図6においては、復流路35の管内に金属線材24を配設した例を示したが、面体部流路22から熱交換媒体が流出し復流路35に流入した時点の熱交換媒体の温度が一番高い状態にあるため、それ以降の復流路35に金属線材24を配設しておくと金属線材24が温められた状態となり、熱交換媒体が金属線材24の影響を受けて高い温度を維持したまま、熱交換流路に流入し熱交換の効率が低下することになる。また、面体部流路22末端の温度が面体部20内部の金属線材24に伝導し面体部20における熱交換媒体の温度が上昇することになり、冷却効果が低下することになる。したがって、
図9では、面体部流路22の渦巻き状の中心側から略2巻までアルミ線材を配設することとした。面体部流路22の渦巻き状の中心側から略2巻は、口元及び鼻孔までを覆う範囲として決定した。
【0050】
一方、往流路34側の金属線材24の端部は、熱交換部30の熱交換流路内まで配設する。

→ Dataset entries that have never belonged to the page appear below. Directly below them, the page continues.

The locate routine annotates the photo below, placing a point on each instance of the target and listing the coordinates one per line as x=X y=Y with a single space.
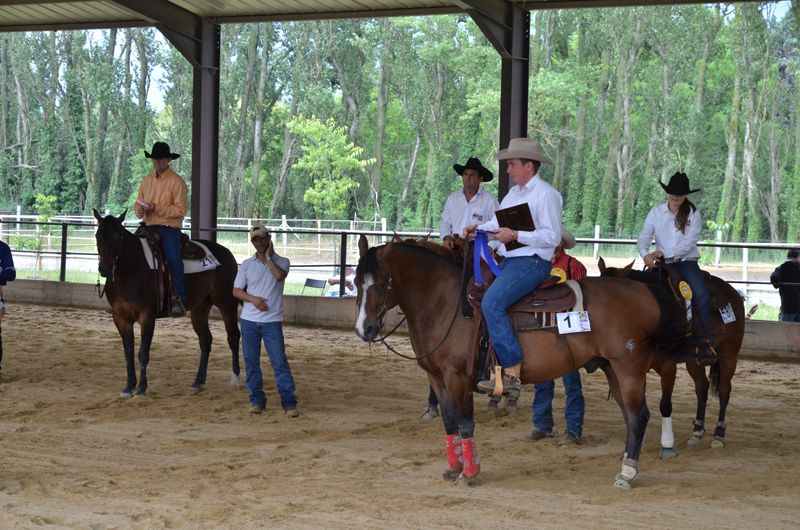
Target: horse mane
x=368 y=264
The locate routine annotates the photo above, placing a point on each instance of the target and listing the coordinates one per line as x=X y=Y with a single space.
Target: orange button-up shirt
x=170 y=195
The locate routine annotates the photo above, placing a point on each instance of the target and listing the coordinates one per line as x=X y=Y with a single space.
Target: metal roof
x=37 y=15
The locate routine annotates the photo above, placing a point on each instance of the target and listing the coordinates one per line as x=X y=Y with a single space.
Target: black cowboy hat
x=161 y=150
x=678 y=185
x=474 y=163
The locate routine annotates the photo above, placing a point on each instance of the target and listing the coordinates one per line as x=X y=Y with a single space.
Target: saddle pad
x=190 y=266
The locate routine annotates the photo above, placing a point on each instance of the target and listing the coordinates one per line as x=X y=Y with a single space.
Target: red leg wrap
x=472 y=466
x=453 y=445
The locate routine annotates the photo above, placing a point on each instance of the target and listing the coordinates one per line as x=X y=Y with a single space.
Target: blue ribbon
x=482 y=249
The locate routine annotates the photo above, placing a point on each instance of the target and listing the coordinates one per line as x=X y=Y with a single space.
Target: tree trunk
x=724 y=211
x=286 y=163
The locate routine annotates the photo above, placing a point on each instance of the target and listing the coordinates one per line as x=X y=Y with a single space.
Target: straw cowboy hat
x=678 y=185
x=474 y=163
x=161 y=150
x=567 y=238
x=523 y=148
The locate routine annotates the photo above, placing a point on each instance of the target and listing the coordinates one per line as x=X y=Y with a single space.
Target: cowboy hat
x=523 y=148
x=474 y=163
x=678 y=185
x=161 y=150
x=567 y=238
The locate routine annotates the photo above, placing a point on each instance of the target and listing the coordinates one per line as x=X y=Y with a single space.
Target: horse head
x=109 y=238
x=375 y=294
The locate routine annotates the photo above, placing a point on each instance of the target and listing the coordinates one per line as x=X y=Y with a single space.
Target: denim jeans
x=272 y=335
x=520 y=276
x=543 y=404
x=171 y=244
x=790 y=317
x=701 y=300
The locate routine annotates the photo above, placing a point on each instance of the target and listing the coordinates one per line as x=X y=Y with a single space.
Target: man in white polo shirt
x=259 y=284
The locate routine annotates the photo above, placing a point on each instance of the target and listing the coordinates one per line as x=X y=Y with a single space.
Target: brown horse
x=727 y=340
x=132 y=292
x=627 y=330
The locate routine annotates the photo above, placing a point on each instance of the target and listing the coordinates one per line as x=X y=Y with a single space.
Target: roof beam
x=181 y=27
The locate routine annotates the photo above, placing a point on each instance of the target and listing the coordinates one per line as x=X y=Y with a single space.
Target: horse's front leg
x=200 y=325
x=668 y=370
x=148 y=326
x=126 y=333
x=725 y=370
x=701 y=385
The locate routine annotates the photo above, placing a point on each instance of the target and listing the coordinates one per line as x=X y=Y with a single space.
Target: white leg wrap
x=667 y=438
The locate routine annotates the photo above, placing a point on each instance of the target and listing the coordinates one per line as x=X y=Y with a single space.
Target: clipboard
x=516 y=217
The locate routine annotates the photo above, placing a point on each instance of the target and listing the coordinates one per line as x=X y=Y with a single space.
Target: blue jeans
x=272 y=335
x=171 y=244
x=701 y=300
x=520 y=276
x=790 y=317
x=543 y=404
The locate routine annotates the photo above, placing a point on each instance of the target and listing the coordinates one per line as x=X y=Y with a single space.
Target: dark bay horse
x=727 y=340
x=132 y=292
x=626 y=321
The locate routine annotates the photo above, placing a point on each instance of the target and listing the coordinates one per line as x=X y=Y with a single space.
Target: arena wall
x=774 y=341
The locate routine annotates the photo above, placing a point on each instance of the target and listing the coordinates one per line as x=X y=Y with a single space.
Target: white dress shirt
x=546 y=205
x=669 y=240
x=458 y=213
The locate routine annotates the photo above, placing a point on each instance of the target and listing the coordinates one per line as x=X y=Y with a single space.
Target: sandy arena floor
x=73 y=454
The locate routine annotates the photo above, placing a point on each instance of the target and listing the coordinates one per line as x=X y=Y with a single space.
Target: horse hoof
x=451 y=475
x=622 y=483
x=667 y=453
x=469 y=481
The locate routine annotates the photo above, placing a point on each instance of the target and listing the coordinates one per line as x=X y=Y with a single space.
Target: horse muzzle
x=105 y=270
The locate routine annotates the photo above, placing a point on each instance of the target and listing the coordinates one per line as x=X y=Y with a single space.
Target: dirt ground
x=74 y=454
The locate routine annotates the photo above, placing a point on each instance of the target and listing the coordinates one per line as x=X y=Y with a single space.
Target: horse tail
x=713 y=377
x=670 y=338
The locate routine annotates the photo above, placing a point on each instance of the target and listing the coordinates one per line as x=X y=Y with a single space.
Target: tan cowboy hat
x=523 y=148
x=567 y=238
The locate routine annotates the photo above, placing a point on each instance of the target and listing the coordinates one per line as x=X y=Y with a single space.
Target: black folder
x=518 y=218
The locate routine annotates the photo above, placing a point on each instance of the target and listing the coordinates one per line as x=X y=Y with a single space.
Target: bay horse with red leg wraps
x=133 y=292
x=627 y=329
x=727 y=340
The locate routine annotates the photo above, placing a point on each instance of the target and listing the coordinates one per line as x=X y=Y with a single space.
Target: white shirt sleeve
x=687 y=242
x=646 y=235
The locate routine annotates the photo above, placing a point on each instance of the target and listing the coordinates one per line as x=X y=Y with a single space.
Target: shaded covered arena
x=72 y=454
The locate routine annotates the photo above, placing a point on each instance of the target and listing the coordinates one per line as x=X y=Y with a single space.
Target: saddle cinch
x=196 y=258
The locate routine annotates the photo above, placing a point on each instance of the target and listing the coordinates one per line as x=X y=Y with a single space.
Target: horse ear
x=628 y=267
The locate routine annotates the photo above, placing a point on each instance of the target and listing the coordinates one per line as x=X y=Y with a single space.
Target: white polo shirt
x=256 y=278
x=545 y=204
x=669 y=240
x=458 y=213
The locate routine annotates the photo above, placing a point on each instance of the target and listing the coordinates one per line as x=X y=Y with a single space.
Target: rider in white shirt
x=676 y=225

図10では、実施例1における熱交換部30及び流路の金属線材24の配置箇所を示した透視図である。被覆チューブ50内の往流路34については図示を省略している。使用者の動作に伴って動きが生じる往流路34全域に金属線材24を配設するため、金属線材24は柔軟な金属部材であることが好ましい。例えばアルミニウム、銅などが例示される。
【0051】
図11は、熱交換流路部32において金属線材24が配置された状態を示した断面図である。金属線材24は、熱交換流路内においてコイル状に巻回し配設することが好ましい。熱交換流路内の金属線材24は、単に直線的に挿入されている場合と比較して複数回巻回し熱交換媒体と接触する面積を適度に増加させた場合には熱交換器31によって十分に冷却された温度を維持するため、復流路35を流通して戻ってきた熱交換媒体を冷却する能力が高まる。熱交換部30が携帯可能な大きさかつ重量であることを考慮すると5巻回以内が好ましい。さらに、金属線材24の一部を熱交換流路部32の内壁面に溶接やろう付けすることにより、さらに熱交換器31からの熱伝導効率が高まる(不図示)。また、熱伝導率が高い金属線材24であるため、十分に冷却された金属線材24の温度が熱交換流路部32から外部に出て遠方にまで維持することが可能となる効果も生じる。